Satu bulan berlalu, aku pun tetap melanjutkan hidupku. Bagaimana rasanya? Setiap pagi, bahkan jika aku lengah, rasa panik di dada menyerangku. Itu sakit, bahkan aku harus mengeluarkan semua tangisan demi ketenangan yang tak berlangsung lama.
Hari demi hari aku lalui, tak terduga aku mendapat banyak rezeki dari bisnis yang aku jalankan. Berarti, Tuhan benar-benar mentakdirkan aku di posisi ini—hebat sekali.
Saat itu aku menjalani kehidupan seperti biasa—kehampaan menemaniku setiap saat. Membuatku sangat lelah, bahkan untuk sekedar mengisi perut. Aku benar-benar menyiksa diriku dalam pagar tak berujung.
Di saat itu pula aku masih menginginkanmu kembali, menyedihkan sekali, bukan? Tetapi, aku perlahan-lahan memakan waktu, mencerna semua, dan mengikhlaskan luka yang kau tinggalkan.
Luka ketika aku tahu dibohongi, luka ketika aku tahu kau berselingkuh kembali, luka ketika aku tahu bahwa kau hanya menginginkan tubuhku saja.
Jika aku bisa memutar waktu—bertemu denganmu adalah sesuatu yang tak akan kulakukan dua kali ataupun tak akan ku pilih sama sekali.
Rasanya hidup dalam ambang kematian hingga mempertanyakan, sampai kapan aku merasa seperti ini terulang jelas dalam memoriku. Kau adalah memori buruk.
Hingga kini, semua bukti kau mendua masih tersimpan rapih. Aku tidak akan menghapuskan itu sampai kapanpun. Satu-satunya bukti yang aku dapat buktikan bahwa kau adalah manusia yang sangat jahat.
Sekarang, dua bulan berlalu. Bagaimana denganku? Aku tak menyangka bisa tenang. Walau masih sekilas memikirkan kenangan lama atau impianku bersamamu.

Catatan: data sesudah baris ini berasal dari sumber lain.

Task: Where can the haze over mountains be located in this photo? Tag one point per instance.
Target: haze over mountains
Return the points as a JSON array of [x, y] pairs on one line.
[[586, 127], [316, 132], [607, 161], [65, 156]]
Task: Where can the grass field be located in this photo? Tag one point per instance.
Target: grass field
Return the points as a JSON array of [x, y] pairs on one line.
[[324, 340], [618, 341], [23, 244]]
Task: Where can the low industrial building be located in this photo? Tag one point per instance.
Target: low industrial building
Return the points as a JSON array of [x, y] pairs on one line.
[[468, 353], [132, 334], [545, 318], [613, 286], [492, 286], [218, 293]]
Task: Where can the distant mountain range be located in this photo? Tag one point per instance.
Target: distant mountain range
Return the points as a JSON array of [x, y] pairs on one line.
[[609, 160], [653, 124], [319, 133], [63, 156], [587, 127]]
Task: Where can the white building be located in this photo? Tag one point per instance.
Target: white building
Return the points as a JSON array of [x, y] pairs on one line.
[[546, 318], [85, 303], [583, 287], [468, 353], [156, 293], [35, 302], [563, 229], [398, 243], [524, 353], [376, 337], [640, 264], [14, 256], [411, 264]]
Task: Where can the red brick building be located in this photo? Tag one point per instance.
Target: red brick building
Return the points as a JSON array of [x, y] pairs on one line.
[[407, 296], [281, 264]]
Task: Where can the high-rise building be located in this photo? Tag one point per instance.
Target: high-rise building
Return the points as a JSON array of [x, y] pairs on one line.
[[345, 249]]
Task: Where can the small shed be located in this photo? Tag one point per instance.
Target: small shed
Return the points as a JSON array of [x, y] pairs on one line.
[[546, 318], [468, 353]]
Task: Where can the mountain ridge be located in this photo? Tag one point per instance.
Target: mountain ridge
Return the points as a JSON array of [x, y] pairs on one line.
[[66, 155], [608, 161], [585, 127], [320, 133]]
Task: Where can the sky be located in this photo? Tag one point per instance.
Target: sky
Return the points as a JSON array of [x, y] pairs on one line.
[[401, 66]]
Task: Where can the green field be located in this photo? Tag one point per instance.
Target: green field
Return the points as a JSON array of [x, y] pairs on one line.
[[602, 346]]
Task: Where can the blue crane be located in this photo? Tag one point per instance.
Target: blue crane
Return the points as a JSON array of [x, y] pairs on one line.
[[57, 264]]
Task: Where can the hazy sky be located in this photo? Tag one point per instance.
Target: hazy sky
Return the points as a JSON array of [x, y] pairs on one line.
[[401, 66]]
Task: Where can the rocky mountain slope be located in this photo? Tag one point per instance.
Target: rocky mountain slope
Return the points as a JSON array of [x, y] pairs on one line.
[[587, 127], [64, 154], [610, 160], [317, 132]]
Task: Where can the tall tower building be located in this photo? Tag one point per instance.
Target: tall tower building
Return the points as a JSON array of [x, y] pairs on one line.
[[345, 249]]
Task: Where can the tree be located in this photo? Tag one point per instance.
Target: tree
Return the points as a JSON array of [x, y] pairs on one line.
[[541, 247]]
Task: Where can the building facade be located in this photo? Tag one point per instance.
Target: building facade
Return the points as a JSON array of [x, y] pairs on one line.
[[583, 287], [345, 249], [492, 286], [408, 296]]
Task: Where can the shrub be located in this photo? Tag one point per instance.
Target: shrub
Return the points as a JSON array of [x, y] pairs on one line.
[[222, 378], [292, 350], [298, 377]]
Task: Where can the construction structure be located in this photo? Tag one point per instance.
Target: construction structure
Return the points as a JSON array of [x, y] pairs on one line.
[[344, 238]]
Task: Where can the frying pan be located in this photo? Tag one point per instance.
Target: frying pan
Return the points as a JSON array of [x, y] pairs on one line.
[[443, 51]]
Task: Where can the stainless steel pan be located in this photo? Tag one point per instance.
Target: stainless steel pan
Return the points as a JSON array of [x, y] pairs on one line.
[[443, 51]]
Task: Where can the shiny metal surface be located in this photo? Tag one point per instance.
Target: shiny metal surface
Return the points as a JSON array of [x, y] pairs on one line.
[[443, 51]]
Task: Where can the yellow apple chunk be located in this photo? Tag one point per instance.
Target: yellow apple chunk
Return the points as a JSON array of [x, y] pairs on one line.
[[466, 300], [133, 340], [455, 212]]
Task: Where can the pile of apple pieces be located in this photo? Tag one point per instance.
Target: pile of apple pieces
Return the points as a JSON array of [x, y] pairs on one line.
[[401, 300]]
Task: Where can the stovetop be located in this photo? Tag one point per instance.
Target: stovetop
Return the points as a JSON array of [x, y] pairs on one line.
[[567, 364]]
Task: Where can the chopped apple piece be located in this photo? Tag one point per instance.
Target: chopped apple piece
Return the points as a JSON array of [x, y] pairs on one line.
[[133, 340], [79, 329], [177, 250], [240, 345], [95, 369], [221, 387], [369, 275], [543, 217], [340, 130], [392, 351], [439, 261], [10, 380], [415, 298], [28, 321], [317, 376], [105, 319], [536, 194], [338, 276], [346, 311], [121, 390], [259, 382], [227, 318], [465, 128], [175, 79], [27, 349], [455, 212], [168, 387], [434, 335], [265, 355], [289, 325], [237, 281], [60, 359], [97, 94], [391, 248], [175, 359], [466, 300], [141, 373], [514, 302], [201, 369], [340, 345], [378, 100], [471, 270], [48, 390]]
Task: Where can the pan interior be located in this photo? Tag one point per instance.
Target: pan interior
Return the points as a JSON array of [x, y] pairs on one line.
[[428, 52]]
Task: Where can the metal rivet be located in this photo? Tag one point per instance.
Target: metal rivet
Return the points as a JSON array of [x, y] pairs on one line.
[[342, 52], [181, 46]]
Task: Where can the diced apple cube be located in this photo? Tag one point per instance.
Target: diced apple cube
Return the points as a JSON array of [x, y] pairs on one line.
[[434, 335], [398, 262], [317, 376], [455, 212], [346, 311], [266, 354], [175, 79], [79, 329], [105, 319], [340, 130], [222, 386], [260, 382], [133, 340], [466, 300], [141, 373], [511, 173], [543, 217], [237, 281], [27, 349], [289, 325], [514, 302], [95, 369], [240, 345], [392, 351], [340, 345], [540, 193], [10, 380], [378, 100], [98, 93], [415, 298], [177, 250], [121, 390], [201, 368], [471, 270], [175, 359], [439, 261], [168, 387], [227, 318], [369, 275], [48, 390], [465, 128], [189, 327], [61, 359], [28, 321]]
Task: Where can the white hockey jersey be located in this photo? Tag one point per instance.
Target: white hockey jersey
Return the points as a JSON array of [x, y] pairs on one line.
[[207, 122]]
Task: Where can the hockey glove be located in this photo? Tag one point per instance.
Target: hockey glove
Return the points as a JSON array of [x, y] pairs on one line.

Kau, kembali ke dunia kelam itu… aku mengetahuinya. Ternyata, melepas orang yang salah tidak lah rugi.
Aku di sini, dengan pemikiran yang membaik dan lingkungan yang mendukung. Kau terjebak dalam loop yang bahkan hanya akan membuatmu terpuruk.
Di saat aku membuka hati kembali, aku menemukan beberapa orang. Aku menyeleksi mereka dan menyisakan seseorang saja. Kami hanya berbicara beberapa hari sekali dengan terkadang bergurau atau menceritakan pengalaman masing-masing.
Terima kasih, Anthony.
Kehadiranmu sekilas membawa perubahan. Aku mengetahui Karen, si kecil lucu itu dan beberapa hewan peliharaanmu yang imut membawaku hidup kembali.
Jika kau membaca ini sesekali, maka pahamilah bahwa keberadaanmu di dunia tak seburuk itu.
Terima kasih juga untuk para sahabat dan teman yang menggenggamku erat untuk menuju suatu tempat yang terang, penuh dengan orang yang bisa memberikanku pelukan hangat dan kasih sayang tanpa batas.
Aku bersyukur bisa hidup kembali.
Aku bersyukur bisa merasakan kehadiran orang-orang yang benar-benar menyayangiku.
Aku bersyukur masih bisa melanjutkan mimpiku.
Aku bersyukur Edinburgh tinggal beberapa langkah lagi.
Bersenanglah, aku hidup tanpa mengganggu dan damai dengan segalanya.